In mezzo alle centomila persone che ieri mattina affollavano il prato del Foro italico sul lungomare di Palermo per partecipare alla beatificazione di don Pino Puglisi «martire» di mafia c’era uno striscione che riportava una delle frasi che il parroco di Brancaccio era solito ripetere: «Se ognuno di noi fa qualcosa, allora si può fare molto». Associata ad un altro ricorrente invito del prete palermitano, quello a scegliere «da che parte stare» – fra la giustizia e la sopraffazione, fra il coraggio e l’omertà, fra la mafia e l’antimafia –, è la sintesi più efficace del ministero pastorale, ma anche civile, di don Puglisi. E la chiave per comprendere sia le ragioni che hanno spinto decine di migliaia di persone – gruppi organizzati come gli scout, semplici fedeli e cittadini, molti da fuori Sicilia – a partecipare alla cerimonia religiosa, sia l’apprezzamento che il prete palermitano raccoglie dai non credenti e da chi si colloca fuori dal tempio.

«Don Pino Puglisi non fu mai prete per mestiere», ha detto nell’omelia l’arcivescovo di Palermo, il cardinal Paolo Romeo. Non quindi «un onesto burocrate del sacro che amministra i sacramenti, insegna un po’ di catechismo e soccorre qualche famiglia in difficoltà, ponendo ai parrocchiani meno interrogativi possibili», spiega Augusto Cavadi, studioso palermitano dei rapporti fra Chiesa e mafia. Ma un prete che si impegnava nel territorio e si preoccupava dei bisogni anche materiali dei suoi parrocchiani: allora le lotte per la costruzione delle fogne, di un presidio socio-sanitario e di una scuola media a Brancaccio, quartiere feudo dei fratelli Graviano – condannati come mandanti dell’omicidio – lasciato nel degrado per mantenere i suoi abitanti dipendenti dai favori e dal dominio mafioso; le marce antimafia, gli scontri con i democristiani locali, i legami spezzati con i padrini in prima fila nella processione di San Gaetano, il patrono della parrocchia.

Lo ricordano i cittadini di Brancaccio che ieri erano al Foro Italico: «Avevo 15 anni quando l’ho conosciuto. Mi ha colpito la sua onestà limpida ma anche il silenzio assordante delle istituzioni quando denunciava i problemi del quartiere», racconta Mimmo De Lisi, oggi assistente sociale al centro Padre nostro di Palermo. Lo sottolinea il presidente del Senato Piero Grasso, all’epoca sostituto procuratore a Palermo: «Toglieva l’aria e il territorio ai mafiosi, accogliendo i ragazzi al centro Padre nostro, organizzando iniziative contro la mafia e la droga». E ancora l’arcivescovo Romeo: «Sottraeva alla mafia del quartiere consenso, manovalanza e controllo del territorio».

Suonano stonate le parole del cardinal Bagnasco, che però non era a Palermo ma a Genova, per i funerali di un altro prete di frontiera, don Andrea Gallo: «Don Puglisi è stato ucciso in odium fidei, per odio della fede, non per anti-mafia.

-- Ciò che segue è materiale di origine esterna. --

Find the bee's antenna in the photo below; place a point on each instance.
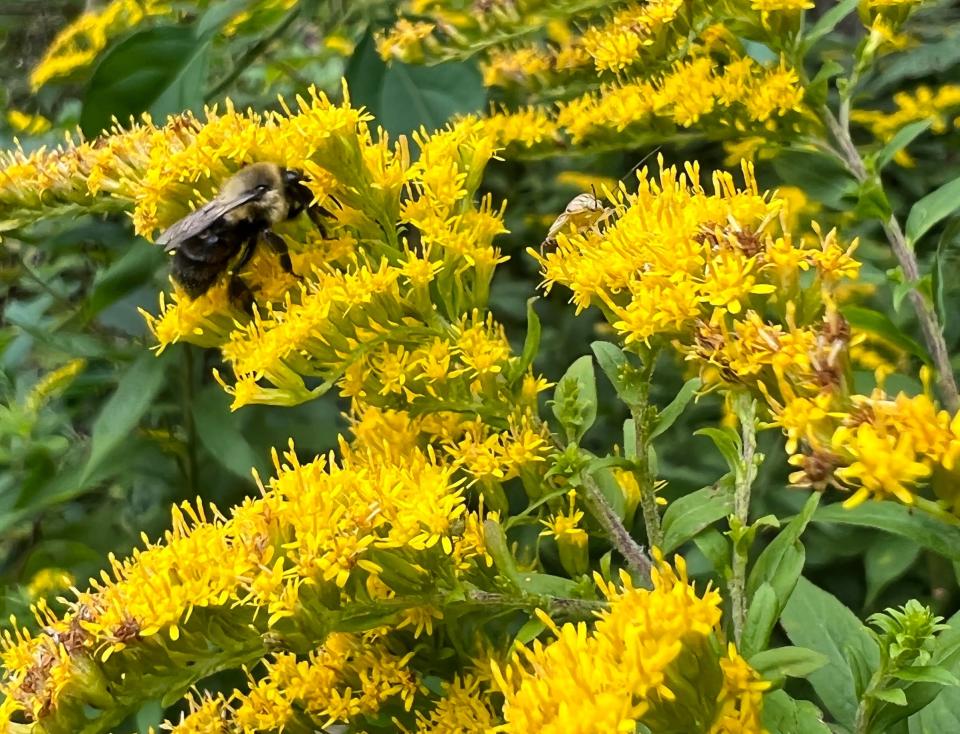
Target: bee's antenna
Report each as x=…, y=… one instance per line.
x=640, y=162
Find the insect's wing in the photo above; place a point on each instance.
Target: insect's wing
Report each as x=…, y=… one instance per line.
x=196, y=222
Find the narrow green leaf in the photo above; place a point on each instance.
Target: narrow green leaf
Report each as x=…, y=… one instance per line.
x=123, y=411
x=610, y=489
x=781, y=562
x=898, y=519
x=827, y=22
x=496, y=543
x=816, y=620
x=931, y=209
x=896, y=696
x=906, y=135
x=784, y=715
x=688, y=515
x=715, y=547
x=787, y=662
x=547, y=585
x=928, y=674
x=874, y=322
x=761, y=617
x=531, y=343
x=218, y=432
x=575, y=398
x=624, y=377
x=668, y=416
x=727, y=442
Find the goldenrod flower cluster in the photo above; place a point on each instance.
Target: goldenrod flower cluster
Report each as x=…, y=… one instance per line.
x=717, y=276
x=939, y=105
x=639, y=664
x=322, y=586
x=633, y=75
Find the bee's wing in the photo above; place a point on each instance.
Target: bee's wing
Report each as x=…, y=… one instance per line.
x=196, y=222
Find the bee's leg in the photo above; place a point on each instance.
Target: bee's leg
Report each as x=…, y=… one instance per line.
x=239, y=293
x=279, y=246
x=316, y=214
x=246, y=252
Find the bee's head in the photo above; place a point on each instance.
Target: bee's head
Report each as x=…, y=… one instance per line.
x=294, y=186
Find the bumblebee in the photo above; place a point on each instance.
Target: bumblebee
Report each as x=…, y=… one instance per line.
x=222, y=235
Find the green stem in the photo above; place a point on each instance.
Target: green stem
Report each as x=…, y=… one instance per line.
x=927, y=316
x=634, y=553
x=251, y=55
x=746, y=408
x=186, y=405
x=643, y=416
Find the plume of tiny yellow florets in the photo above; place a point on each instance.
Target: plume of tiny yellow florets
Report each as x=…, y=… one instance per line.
x=618, y=674
x=350, y=675
x=318, y=526
x=78, y=45
x=938, y=105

Per questo motivo è stato dichiarato martire. Una lettura diversa, legata solo alla lotta alla mafia, è una lettura sociologica ed è gravemente riduttiva». Ma riduttive sembrano proprio le affermazioni del presidente della Cei, preoccupato di ricollocare entro il recinto del sacro la testimonianza e l’azione di Puglisi, indiscutibilmente animata dal Vangelo ma capace di uscire dalla sacrestia.

E proprio per questo apprezzata dai cattolici e da tanti non credenti. Che ieri hanno applaudito quando è stato scoperto il ritratto del parroco di Brancaccio – al momento della proclamazione della beatificazione – ma anche quando i celebranti hanno ricordato i magistrati Livatino, Falcone e Borsellino, uccisi da Cosa nostra non in odium fidei ma in odium vitae.